By Joe Bendel. Brian De Palma’s career is marked by distinct streaks of good and bad luck, but he could never complain about his score composers. He worked with John Williams, Ennio Morricone, Pino Dinaggio, Mark Isham (on The Black Dahlia), and most notably Bernard Herrmann. Probably no other director so self-consciously tried to process and build on Hitchcock’s visual kitbag for building suspense, so it is fitting two of Herrmann’s final scores were for De Palma’s psychological thrillers. The brand name director surveys his filmography, film by film, in Noah Baumbach & Jake Paltrow’s De Palma, which screens during the 53rd New York Film Festival.
De Palma sits in a comfortable chair and basically tells us how it all went down. It is a straight forward approach to documentary filmmaking, but his stories have a lot of zing to them, so it largely works. Reportedly, De Palma has been regaling his young colleagues for years, but now they have finally convinced him to do it on camera.
To an extent, your enjoyment of De Palma the film will depend on how much you appreciate his movies. Still, there are lessons learned here that would apply to any aspiring filmmaker. De Palma does not reminisce about each film’s production dramas. He dishes on their messy development processes, too. He seems to remember exactly how much each and every film was budgeted for, which is a lesson in itself.

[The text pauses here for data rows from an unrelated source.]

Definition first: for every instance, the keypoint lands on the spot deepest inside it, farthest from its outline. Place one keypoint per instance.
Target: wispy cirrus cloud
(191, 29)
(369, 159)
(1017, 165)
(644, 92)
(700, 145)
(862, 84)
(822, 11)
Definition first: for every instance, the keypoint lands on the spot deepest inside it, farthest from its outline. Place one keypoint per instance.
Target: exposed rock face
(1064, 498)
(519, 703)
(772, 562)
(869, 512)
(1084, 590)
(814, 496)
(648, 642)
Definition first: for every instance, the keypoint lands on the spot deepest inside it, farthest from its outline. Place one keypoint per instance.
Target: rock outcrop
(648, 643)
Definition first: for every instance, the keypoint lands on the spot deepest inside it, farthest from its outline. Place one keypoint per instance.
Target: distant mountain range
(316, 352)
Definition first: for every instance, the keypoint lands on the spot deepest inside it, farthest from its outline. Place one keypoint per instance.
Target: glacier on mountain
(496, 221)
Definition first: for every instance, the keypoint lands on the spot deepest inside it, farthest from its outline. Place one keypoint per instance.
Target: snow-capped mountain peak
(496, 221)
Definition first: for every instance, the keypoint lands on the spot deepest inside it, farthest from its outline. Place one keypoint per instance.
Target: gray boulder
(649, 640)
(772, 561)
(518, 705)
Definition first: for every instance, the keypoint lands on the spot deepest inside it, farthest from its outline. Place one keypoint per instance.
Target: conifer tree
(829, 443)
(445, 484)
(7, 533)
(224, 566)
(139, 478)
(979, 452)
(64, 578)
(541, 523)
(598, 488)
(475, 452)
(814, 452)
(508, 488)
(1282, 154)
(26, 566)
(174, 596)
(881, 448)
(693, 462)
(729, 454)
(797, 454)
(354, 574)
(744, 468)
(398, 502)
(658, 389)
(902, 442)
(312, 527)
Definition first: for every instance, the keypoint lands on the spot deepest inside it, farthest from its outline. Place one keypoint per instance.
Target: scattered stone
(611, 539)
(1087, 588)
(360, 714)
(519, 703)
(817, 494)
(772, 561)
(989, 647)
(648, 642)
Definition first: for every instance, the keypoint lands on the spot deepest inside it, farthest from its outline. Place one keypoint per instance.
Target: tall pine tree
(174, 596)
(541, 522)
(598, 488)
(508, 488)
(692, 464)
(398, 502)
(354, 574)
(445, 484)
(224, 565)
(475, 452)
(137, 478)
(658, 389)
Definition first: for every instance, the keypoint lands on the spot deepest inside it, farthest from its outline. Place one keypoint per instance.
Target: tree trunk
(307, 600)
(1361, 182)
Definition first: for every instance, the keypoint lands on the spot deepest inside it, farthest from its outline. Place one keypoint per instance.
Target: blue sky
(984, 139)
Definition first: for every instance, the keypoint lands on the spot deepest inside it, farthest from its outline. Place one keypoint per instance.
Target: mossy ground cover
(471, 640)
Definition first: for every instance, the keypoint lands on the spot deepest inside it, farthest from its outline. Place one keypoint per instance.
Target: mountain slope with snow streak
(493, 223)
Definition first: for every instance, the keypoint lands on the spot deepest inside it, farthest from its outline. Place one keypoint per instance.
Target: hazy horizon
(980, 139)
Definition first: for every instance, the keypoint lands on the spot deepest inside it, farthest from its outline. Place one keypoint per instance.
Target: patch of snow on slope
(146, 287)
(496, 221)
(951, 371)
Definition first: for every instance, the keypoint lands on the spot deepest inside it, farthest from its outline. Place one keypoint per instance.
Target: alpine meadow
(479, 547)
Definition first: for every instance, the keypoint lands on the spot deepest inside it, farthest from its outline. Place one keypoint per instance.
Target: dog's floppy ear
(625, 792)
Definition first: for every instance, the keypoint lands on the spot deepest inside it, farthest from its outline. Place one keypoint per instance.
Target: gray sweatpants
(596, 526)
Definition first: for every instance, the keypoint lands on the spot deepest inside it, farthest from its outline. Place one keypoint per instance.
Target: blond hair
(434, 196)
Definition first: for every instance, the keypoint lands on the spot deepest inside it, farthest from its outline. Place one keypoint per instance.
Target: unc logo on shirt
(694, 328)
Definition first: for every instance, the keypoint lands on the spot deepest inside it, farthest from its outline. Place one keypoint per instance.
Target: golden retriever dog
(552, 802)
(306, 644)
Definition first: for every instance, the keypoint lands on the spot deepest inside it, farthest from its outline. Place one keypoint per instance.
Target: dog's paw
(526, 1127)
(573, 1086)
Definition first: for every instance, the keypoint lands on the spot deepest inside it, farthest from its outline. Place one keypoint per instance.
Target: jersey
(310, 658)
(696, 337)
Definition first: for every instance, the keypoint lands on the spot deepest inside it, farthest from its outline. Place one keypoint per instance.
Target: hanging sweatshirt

There is also a good deal of time devoted to his student work and early independent films, most of which will be entirely new material for a lot of his casual fans, who may not know De Palma gave Robert De Niro his first featured role in his very independent Greetings. Frankly, you can largely judge what De Palma thinks of a film by the amount of time allotted to it. For instance, he probably talks at greater length about Bruce Springsteen’s “Dancing in the Dark” video than Passion, his unnecessary remake of Alain Courneau’s Love Crime. He is even reasonably forthright revisiting the notorious disaster that was Bonfire of the Vanities.
However, in a glaringly conspicuous (yet convenient) omission, there is no acknowledgement of the controversy surrounding his graphic anti-American anti-war film Redacted. Although it is now generally accepted Arid Uka was motivated by the 2007 film’s violent rape scene, taken out of context and represented on YouTube as actual video footage, when he shot and killed U.S. Airmen Nicholas Alden and Zachary Cuddeback in the Frankfurt Airport. Let’s not mince words. Ducking a controversy of that magnitude is just gutless.
Of course, acknowledging De Palma’s polemics evidently played a significance role in such a senseless tragedy would also be a real downer. Baumbach & Paltrow clearly prefer to keep things light. As a result, De Palma the movie is breezily entertaining. It does indeed make you want to revisit some of his classics (like The Untouchables) or catch up with intriguing early films. Recommended for fans of De Palma and 1970s and 1980s genre filmmaking, De Palma screens this Wednesday (9/30) at Alice Tully Hall, as a special presentation of the 2015 NYFF.
LFM GRADE: B-
Posted on September 29th, 2015 at 9:20pm.